As per Wikipedia: The wreck currently lies upright and intact in approximately 330 feet of water, 28 to 30 miles due south of Destin, Florida.

How many folks are going to dive @ 330' to look for lion fish?


----------



## Coast Watch Alliance (Feb 12, 2015)

Thanks! Looks like an error in the FWC reef list. I corrected the Ozark's depth in our database and sent a note to FWC.

We plan to dive the Ozark once a year to check for lionfish. I suspect that it has a bunch on it, so we will not be able to clean it off. However, our observations and video may be useful to researchers.


----------



## jspooney (Oct 2, 2007)

Coast Watch Alliance said:


> Thanks! Looks like an error in the FWC reef list. I corrected the Ozark's depth in our database and sent a note to FWC.
> 
> We plan to dive the Ozark once a year to check for lionfish. I suspect that it has a bunch on it, so we will not be able to clean it off. However, our observations and video may be useful to researchers.


You are going to dive 330' looking for lionfish???


----------



## sealark (Sep 27, 2007)

Go get em, post a report


----------



## bad habitz (May 13, 2015)

Any idea why the map page will not load? Is it still available?


----------



## FishinSpot (Oct 16, 2007)

Says no file. Won't work for me either.


----------



## capt mike (Oct 3, 2007)

*Good for you guys!!*

You all fish those!

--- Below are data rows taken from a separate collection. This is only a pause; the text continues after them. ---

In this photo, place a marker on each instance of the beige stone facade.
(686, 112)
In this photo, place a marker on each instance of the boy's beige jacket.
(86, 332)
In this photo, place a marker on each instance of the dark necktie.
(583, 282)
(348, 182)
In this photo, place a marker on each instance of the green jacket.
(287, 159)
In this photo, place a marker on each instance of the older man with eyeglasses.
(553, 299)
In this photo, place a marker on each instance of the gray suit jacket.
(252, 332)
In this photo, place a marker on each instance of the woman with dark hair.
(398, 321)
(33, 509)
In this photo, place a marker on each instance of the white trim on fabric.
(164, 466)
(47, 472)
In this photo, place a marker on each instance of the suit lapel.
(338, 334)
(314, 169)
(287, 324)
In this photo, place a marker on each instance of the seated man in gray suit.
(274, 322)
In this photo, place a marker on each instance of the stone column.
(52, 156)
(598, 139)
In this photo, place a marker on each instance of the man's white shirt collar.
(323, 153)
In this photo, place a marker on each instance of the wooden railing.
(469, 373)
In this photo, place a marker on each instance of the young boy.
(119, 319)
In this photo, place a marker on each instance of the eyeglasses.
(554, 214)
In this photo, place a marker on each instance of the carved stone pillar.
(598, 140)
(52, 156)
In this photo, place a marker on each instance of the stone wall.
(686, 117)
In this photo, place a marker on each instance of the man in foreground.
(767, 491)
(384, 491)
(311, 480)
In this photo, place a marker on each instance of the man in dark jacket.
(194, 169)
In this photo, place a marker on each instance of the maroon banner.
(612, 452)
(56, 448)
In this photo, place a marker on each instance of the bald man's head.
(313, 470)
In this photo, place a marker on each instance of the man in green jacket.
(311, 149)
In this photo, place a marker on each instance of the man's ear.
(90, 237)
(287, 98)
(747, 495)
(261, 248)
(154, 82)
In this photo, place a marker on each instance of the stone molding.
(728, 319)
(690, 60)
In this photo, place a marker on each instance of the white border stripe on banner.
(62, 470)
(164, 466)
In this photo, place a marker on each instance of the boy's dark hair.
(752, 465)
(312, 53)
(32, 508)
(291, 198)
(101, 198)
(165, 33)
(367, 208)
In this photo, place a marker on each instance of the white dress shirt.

Will make the fishermen and women who are actually paying to put structure in the Gulf to KEEP this wonderful fishery they have helped build sustainable!:yes::yes::yes::yes:


----------



## submariner (Oct 2, 2007)

link works for me Thanks for posting it and thanks for helping to get rid of the lionfish Let me know how I could help ed


----------



## Legalize it! (Jul 15, 2014)

Works for me too. Very cool. Thanks for posting


----------